With regards to Sony-made controllers, the iFixit store offers a ton of different spare parts as well as guides. DualSense support at iFixit is much weaker but still better than what Sony offers, which is nothing. At least the DualSense Edge supports seamless analog stick replacement. A great option to have after the default sticks develop stick drift, which will happen sooner or later.

Finally, regarding Nintendo, they’re in the same boat as Sony, with the addition of being the company that keeps selling JoyCons despite their massive stick drift issues.

Wireless and Bluetooth Controller for Steam Deck

And What Are the Worst Controllers for Steam Deck in Terms of Serviceability?

JoyCons, hands down. The infamous stick drift issue is widespread, affecting every single pair of JoyCons sooner rather than later. Further, JoyCons feature complex assembly with many small parts found inside every JoyCon; you might have a very hard time trying to repair them.

Even replacing the default analog sticks is a tall order for anyone that isn’t experienced with DIY repairs, with the procedure being much more complex than on Xbox or DualSense controllers. So yeah, if repairability is important for you, don’t even think about getting JoyCons for your Steam Deck.

DualSense controllers also feature complex assembly and are quite tricky to repair.
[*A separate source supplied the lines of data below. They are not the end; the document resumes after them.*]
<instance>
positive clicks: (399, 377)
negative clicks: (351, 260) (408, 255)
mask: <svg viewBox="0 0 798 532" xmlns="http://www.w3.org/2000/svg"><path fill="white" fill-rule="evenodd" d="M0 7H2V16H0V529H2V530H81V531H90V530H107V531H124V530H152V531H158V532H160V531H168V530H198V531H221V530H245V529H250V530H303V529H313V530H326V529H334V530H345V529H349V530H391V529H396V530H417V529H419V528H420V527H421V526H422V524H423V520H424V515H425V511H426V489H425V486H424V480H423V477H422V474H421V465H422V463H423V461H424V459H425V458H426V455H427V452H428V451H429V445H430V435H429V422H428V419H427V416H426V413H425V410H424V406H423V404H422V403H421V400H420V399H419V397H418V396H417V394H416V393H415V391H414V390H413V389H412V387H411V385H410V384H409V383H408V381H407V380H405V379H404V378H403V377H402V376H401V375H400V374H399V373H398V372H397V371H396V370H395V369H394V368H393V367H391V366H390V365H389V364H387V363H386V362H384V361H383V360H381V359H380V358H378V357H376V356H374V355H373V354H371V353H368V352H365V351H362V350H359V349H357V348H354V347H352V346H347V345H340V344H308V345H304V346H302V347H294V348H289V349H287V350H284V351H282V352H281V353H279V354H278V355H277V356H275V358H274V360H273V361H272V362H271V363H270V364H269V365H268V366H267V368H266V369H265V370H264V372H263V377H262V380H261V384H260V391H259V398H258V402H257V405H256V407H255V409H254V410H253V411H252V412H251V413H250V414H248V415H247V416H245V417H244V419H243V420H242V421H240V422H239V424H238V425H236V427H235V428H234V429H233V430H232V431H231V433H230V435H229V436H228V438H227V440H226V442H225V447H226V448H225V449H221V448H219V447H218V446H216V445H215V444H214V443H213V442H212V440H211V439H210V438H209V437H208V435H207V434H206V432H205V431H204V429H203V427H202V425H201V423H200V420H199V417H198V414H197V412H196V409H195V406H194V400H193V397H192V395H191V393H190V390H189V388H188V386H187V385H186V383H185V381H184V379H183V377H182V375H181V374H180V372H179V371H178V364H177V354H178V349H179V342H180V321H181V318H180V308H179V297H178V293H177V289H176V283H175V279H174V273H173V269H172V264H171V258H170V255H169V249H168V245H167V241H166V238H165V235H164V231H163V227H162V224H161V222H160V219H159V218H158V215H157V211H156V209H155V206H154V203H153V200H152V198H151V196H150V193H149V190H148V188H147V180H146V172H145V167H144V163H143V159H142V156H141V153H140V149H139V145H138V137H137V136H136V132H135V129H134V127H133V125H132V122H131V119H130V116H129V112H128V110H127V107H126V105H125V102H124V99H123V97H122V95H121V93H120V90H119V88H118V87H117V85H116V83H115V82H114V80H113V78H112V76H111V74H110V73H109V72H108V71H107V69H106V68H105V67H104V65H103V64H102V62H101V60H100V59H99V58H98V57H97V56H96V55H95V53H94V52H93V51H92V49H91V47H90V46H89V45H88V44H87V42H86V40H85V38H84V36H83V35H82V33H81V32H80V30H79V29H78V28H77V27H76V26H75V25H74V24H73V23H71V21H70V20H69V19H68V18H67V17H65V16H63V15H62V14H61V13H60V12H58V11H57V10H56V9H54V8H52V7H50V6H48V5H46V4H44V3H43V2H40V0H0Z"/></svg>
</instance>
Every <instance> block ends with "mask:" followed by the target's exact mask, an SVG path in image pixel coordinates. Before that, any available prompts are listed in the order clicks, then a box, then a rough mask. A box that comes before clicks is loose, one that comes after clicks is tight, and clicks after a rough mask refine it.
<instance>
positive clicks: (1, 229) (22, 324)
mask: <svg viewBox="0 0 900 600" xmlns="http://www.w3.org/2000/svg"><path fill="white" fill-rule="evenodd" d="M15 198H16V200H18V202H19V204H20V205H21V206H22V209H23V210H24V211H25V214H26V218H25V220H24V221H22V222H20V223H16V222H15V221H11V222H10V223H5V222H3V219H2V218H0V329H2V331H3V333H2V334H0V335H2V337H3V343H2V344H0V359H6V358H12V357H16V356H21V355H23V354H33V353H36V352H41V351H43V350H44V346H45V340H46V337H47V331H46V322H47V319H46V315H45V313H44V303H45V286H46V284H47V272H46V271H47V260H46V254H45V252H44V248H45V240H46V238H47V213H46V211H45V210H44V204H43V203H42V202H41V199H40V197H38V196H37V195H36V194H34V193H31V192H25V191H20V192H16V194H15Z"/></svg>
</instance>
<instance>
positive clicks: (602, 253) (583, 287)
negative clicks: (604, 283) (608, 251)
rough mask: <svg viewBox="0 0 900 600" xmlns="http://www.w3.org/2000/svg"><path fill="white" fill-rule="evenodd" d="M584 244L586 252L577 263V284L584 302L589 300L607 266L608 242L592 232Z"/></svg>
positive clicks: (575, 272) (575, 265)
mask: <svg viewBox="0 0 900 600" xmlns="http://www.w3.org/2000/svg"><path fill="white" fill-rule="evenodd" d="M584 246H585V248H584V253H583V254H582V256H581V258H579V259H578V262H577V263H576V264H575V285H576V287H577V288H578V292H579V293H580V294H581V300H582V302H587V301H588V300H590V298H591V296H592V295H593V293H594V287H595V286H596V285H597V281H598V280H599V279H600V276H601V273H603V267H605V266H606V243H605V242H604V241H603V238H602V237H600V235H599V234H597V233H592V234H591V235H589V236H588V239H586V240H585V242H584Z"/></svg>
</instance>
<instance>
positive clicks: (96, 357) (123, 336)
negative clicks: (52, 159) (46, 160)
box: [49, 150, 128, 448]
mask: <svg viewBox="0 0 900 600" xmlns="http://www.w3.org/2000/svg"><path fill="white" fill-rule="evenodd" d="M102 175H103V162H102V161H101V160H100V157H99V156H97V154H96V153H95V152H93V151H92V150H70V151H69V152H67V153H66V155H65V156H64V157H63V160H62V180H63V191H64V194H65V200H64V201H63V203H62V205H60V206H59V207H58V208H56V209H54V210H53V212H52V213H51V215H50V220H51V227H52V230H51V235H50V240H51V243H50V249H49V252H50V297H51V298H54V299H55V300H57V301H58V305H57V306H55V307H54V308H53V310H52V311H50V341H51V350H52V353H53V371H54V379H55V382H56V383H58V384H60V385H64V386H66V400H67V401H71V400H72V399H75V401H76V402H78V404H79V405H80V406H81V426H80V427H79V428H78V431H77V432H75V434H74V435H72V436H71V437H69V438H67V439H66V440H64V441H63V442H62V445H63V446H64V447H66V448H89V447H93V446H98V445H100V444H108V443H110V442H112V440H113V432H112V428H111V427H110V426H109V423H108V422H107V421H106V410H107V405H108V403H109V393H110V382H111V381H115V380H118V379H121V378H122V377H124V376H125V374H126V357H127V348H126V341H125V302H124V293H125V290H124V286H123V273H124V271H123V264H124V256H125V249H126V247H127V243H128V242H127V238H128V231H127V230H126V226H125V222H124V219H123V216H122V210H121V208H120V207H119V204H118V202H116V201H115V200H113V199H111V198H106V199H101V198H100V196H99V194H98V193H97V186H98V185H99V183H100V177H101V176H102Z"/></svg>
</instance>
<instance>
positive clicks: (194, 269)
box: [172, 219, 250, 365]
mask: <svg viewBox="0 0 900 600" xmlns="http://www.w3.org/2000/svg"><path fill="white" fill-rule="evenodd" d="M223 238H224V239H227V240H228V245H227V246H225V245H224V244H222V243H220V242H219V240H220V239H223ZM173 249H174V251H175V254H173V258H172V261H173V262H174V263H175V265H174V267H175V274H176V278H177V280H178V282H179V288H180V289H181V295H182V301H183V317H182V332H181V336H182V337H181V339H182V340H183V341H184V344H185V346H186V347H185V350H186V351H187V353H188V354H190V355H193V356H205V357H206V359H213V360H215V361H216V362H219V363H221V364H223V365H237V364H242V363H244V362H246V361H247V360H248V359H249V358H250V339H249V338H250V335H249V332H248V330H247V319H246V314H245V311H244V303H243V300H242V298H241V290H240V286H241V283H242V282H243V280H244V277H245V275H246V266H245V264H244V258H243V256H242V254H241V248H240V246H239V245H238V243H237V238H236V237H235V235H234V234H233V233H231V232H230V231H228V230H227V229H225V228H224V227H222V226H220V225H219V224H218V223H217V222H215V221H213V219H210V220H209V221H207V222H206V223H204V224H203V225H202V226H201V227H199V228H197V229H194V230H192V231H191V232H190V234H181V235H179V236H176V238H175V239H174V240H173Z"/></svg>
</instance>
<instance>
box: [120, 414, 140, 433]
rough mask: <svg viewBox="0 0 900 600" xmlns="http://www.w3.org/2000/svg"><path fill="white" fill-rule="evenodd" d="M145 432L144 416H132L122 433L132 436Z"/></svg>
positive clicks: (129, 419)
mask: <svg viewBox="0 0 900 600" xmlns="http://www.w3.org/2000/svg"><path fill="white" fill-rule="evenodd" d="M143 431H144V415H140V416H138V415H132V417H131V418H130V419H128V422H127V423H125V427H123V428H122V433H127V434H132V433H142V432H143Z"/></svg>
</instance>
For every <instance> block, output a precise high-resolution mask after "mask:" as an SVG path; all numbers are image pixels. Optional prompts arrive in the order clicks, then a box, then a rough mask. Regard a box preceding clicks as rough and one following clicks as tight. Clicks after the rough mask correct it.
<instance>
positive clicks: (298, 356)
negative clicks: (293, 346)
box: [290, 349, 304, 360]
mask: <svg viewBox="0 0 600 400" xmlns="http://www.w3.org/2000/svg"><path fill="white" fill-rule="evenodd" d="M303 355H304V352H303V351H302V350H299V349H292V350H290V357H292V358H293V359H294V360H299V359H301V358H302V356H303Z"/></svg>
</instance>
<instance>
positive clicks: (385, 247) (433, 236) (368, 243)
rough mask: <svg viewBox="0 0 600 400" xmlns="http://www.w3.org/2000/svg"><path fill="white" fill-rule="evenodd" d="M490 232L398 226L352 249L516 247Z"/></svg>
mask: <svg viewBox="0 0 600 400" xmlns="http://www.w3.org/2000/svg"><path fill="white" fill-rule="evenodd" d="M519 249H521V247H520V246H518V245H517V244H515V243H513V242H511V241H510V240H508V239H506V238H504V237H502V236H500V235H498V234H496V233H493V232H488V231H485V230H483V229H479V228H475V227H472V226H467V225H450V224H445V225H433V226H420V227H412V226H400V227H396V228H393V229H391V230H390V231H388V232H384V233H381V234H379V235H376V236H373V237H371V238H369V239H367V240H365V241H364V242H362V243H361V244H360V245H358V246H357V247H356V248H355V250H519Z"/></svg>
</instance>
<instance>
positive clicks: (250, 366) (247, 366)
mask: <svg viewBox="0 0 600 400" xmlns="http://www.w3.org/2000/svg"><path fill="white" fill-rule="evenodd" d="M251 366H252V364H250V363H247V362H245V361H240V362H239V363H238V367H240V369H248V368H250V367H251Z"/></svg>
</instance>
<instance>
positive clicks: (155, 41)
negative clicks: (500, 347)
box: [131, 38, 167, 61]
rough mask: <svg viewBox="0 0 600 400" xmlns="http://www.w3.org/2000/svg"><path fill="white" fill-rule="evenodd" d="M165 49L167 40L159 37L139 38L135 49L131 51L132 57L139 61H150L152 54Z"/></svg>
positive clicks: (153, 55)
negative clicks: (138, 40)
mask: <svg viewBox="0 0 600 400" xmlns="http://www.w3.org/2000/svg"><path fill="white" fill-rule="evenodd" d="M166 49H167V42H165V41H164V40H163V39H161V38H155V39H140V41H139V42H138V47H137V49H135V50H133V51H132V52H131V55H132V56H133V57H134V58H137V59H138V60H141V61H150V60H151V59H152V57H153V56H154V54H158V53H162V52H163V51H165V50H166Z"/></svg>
Worse still, the iFixit store doesn’t offer replacement PCBs, trigger rumble motors, shells, or face buttons as it does for DS4 and Xbox controllers. So while JoyCons are easily the worst with regard to repairability, the DualSense controller isn’t that far behind.

Can I Connect My PS3 Controller to the Steam Deck?

While earlier versions of SteamOS made pairing the DS3 much more complicated than it ought to be, you shouldn’t encounter issues anymore. All you need to do is hook the controller to your Steam Deck via USB for the first time, wait for your Deck to recognize it, after which you can use the DS3 via Bluetooth like any other Bluetooth controller.